We are using thingsboard 2.0.3 with a Cassandra database
How to reproduce the error :
Result : the service takes a large amount of time to respond, and end with the following time out error : 408 {"error":"Timeout during persistence of the message to the queue!"}
Here is our log files :
thingsboard.log
thingsboard.out.log
We didn't changed the Rule Chains. We had previous rules before migration from v1.4 to v2.0.3 but they are automatically delete if we understood well the migration process.

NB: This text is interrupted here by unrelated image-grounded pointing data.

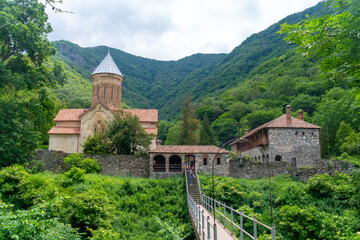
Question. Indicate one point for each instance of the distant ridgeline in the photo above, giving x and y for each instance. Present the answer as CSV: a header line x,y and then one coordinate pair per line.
x,y
164,84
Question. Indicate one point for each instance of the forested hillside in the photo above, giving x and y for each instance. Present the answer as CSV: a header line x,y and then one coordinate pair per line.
x,y
164,84
146,82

Here are screenshots of our rule chains :


Thingsboard and Cassandra are running on the same instance : a Virtual Machine with 8cpu and 16Go RAM

You can check the java options we set for those processes :
javaOptions.txt
Just for information, when we were posting the same telemetries with thingsboard 1.4 we didn't had this issue. Our database has around 1500 devices
We are facing a similar problem. In version 1.4.x, we already had a problem of slowness which produced the freeze of the whole web service. We migrated from Postgres to Cassandra, which solved the problem.

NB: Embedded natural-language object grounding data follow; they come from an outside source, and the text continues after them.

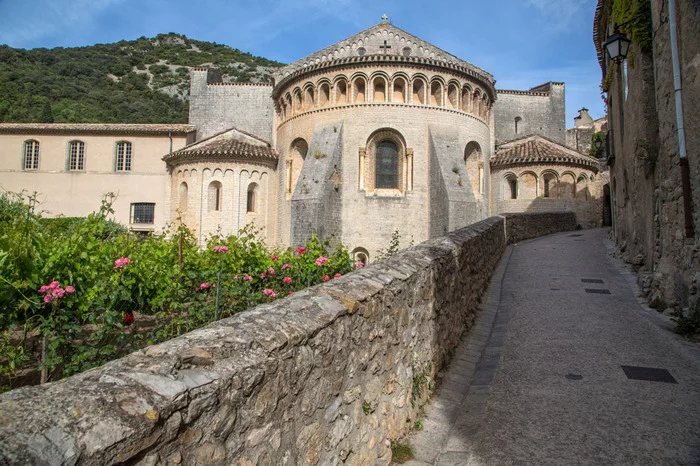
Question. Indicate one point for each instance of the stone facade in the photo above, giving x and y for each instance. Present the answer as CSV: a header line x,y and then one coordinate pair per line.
x,y
540,110
74,187
643,149
327,376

We have just migrated to version 2.x to take advantage of the latest advances with rules chain. Unfortunately all insertion are now very slow (on the REST api - more than 10x slower), and ultimately produce a complete freeze of the web application.
Any solutions? Maybe it's just a configuration problem.
Same problem here (with 2.1.0 and may be earlier), using MQTT instead of REST.
Similar problem here.
Devices are storing large amount of telemetry messages stored in client's persistent storage while in disconnected state (using PAHO MQTT C client library). When the device client re-connects to the TB MQTT, the first few hundred persistent messages are sent successfully to the server and removed from the client's persistent storage. The remaining messages will be answered by TB with
{"error":"Timeout during persistence of the message to the queue!"}
and will not be removed from the client's persistent storage (which is correct and good!).
During next re-connect, the next couple of hundreds messages can be successfully transferred...
Can be quite a lengthly process to get rid of the messages, but at least no data ist lost.
Any thoughts on how to avoid the timeout on the server side?
Short answer:
Please increase actors.rule.queue.max_size property in the thingsboard.yml file to a higher value. For example, set it to 10000.
Long answer:
When device submit messages to the Thingsbaord (telemetry/attributes/RPC), by default, all messages are saved in the Queue. After messages are saved, they are passed to the Rule Engine for processing and response is generated for the Device. As you see, processing inside Rule Engine is asynchronous and we need to guarantee that if a device receives '200 OK' from the Thingsboard, the message will be processed.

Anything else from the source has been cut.